When a price ceiling imposed by a government is higher than the market equilibrium price, the price ceiling has no impact on the economy. It does not restrict supply nor encourage demand. It says you cannot charge (or be charged) more than an amount that is higher than is already being charged.
Graph A in the previous section, shows the equilibrium price of $5 for a product determined by the intersection of the supply and demand curves.
Equilibrium price is the price at which the quantity demanded is equal to the quantity supplied. Typically, market forces do not move to change either demand or supply at the equilibrium price.

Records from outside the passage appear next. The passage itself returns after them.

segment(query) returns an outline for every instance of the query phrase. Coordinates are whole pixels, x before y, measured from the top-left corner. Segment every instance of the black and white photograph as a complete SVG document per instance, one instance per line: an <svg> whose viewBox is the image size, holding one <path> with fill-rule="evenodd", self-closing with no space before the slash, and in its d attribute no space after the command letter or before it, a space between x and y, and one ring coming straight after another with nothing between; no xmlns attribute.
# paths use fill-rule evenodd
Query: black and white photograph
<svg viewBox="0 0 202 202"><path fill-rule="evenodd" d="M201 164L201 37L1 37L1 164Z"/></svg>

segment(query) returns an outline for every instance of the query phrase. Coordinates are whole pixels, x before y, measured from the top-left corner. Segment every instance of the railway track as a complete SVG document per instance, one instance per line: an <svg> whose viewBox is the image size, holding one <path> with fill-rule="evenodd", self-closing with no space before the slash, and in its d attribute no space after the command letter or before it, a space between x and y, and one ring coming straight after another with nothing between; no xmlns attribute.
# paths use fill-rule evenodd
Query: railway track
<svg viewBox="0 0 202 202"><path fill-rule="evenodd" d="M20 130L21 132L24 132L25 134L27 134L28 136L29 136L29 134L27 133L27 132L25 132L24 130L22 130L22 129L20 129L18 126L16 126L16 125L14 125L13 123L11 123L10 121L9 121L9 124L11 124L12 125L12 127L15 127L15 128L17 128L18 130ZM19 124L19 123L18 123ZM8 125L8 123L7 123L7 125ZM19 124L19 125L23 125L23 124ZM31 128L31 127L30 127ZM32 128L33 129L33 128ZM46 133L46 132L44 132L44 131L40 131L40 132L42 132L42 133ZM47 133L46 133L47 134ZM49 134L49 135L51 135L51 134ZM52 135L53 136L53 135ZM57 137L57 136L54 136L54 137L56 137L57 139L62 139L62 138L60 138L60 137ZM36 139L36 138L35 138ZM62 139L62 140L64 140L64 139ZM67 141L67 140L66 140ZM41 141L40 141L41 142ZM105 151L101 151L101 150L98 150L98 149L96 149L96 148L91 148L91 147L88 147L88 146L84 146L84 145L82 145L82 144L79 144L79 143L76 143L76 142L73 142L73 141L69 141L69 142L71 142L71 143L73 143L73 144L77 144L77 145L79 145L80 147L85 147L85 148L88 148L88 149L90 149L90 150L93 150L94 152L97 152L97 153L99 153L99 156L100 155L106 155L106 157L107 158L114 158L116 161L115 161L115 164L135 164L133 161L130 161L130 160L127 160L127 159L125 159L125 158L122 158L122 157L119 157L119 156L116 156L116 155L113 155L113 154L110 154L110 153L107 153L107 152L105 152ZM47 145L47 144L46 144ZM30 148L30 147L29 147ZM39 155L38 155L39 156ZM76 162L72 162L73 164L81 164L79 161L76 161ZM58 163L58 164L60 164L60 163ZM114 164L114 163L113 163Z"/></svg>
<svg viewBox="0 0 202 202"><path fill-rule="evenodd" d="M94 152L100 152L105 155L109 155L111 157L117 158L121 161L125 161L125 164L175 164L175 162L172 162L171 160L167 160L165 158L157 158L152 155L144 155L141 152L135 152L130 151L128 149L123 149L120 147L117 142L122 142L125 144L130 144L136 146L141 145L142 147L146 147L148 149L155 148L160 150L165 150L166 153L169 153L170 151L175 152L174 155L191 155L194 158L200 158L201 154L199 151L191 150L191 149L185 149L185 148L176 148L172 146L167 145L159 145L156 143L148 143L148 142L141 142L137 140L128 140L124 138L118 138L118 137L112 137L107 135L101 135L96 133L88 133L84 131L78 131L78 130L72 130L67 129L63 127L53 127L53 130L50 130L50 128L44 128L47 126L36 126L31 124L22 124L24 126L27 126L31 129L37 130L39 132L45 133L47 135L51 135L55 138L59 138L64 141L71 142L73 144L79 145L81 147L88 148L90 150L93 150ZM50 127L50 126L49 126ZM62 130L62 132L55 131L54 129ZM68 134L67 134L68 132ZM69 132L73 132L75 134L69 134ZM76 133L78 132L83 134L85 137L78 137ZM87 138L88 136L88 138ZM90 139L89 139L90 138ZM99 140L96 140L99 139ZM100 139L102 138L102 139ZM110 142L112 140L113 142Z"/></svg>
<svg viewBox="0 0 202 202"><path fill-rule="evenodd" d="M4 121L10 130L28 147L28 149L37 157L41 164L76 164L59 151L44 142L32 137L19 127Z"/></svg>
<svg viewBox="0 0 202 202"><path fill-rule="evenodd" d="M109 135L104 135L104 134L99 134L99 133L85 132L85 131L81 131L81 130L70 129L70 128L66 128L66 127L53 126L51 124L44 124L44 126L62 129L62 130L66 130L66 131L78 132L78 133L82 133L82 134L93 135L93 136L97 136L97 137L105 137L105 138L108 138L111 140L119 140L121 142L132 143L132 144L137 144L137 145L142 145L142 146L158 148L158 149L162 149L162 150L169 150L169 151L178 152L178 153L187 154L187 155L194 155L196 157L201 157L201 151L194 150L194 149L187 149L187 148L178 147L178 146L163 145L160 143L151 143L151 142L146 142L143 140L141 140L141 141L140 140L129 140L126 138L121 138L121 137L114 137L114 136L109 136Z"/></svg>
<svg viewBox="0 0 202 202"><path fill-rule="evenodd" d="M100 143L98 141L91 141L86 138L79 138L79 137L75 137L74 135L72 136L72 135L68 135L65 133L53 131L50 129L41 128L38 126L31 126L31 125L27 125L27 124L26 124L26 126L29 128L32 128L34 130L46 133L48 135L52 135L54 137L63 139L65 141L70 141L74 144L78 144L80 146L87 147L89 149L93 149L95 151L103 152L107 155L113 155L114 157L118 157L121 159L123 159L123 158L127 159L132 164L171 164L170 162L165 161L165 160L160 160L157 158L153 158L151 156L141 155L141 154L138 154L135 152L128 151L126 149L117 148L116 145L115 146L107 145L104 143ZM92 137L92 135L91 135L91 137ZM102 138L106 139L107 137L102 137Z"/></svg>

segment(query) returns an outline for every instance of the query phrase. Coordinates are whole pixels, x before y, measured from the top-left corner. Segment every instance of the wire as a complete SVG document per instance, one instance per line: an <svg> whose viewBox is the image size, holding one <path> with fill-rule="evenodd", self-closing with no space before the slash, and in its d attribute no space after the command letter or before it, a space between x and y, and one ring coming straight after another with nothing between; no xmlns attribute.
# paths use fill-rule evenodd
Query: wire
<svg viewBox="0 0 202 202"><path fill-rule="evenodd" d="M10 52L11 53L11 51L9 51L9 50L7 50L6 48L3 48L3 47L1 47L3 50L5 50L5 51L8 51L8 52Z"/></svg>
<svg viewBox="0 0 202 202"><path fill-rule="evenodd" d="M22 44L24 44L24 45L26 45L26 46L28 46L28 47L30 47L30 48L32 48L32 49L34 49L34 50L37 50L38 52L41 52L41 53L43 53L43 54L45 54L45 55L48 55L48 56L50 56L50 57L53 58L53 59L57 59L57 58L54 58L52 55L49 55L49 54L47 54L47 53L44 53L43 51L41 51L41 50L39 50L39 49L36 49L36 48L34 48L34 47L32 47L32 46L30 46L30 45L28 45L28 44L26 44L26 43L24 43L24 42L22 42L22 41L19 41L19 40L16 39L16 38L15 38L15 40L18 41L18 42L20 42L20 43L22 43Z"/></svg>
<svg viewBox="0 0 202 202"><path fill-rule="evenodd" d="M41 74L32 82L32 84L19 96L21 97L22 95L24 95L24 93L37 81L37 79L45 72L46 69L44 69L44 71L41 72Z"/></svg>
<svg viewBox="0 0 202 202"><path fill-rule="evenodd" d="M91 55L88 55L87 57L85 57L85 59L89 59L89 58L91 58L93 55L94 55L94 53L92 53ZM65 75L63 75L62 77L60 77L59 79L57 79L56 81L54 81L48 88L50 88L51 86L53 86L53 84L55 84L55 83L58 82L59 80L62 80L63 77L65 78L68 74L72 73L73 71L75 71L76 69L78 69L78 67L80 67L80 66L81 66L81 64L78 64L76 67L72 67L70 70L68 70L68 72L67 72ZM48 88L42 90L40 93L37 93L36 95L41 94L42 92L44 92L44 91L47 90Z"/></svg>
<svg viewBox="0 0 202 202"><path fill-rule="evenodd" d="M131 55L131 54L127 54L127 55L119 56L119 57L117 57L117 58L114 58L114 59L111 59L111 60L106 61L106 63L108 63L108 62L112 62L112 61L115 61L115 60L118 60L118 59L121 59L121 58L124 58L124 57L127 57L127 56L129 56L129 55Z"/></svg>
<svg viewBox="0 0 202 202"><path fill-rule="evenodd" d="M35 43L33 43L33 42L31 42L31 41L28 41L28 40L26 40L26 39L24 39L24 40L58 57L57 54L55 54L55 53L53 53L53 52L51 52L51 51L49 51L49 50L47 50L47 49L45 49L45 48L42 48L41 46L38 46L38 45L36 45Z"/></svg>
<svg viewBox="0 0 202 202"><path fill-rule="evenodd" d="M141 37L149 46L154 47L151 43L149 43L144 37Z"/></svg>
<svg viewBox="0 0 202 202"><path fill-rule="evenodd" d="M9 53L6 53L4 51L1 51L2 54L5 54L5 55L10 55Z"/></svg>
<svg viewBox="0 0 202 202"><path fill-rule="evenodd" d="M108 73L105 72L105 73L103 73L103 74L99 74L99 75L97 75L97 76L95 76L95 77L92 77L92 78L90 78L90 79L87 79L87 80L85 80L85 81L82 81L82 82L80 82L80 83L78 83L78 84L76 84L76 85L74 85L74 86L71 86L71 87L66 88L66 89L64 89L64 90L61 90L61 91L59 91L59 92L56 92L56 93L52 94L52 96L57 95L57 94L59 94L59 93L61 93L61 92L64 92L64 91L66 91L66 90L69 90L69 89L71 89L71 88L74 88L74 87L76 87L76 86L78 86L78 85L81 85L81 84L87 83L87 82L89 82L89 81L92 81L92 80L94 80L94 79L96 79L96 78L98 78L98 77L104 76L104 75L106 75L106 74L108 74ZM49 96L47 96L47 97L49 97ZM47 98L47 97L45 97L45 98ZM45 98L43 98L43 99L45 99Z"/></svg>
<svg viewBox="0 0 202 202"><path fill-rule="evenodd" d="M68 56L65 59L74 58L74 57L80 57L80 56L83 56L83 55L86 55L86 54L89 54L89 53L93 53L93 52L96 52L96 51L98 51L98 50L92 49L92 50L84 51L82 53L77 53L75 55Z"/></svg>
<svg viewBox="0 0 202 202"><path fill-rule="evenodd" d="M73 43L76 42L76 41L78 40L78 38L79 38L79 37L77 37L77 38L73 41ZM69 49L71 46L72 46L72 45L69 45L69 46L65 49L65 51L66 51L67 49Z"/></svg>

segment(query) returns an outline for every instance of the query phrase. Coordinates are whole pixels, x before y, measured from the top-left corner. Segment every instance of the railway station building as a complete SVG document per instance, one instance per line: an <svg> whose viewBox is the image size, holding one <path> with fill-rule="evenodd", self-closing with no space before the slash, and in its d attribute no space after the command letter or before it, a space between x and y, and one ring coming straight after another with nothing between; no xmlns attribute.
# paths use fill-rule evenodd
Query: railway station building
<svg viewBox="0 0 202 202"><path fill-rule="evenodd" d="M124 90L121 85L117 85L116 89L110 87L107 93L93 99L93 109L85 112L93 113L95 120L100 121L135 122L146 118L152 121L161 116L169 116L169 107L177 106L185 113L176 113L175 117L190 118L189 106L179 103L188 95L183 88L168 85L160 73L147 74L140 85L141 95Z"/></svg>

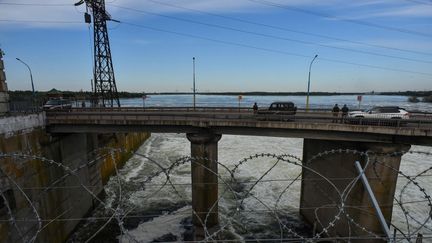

If a government mandated price ceiling of $100 were imposed, nobody would notice, since the ceiling is so far above the market price. If the price ceiling were $5.01 it wouldn't have an immediate effect, but the first time market forces change to increase the equilibrium price, the ceiling would no longer be below below the market price, and it's impact would begin to be felt. [See section below on impact when price ceiling is below equilibrium price.]
Note to the governmental agency with a price ceiling above market price: OK. Uh - thanks for complicating my life for nothing! What - you just wanted to be able to say you imposed price controls? That are meaningless! What was the point? Who do you think you are protecting? You must be afraid somebody is going to try to run up the price and you want to make sure now that they never can - at least beyond the level you set. Are you on some kind of power trip? Don't you have anything better to do?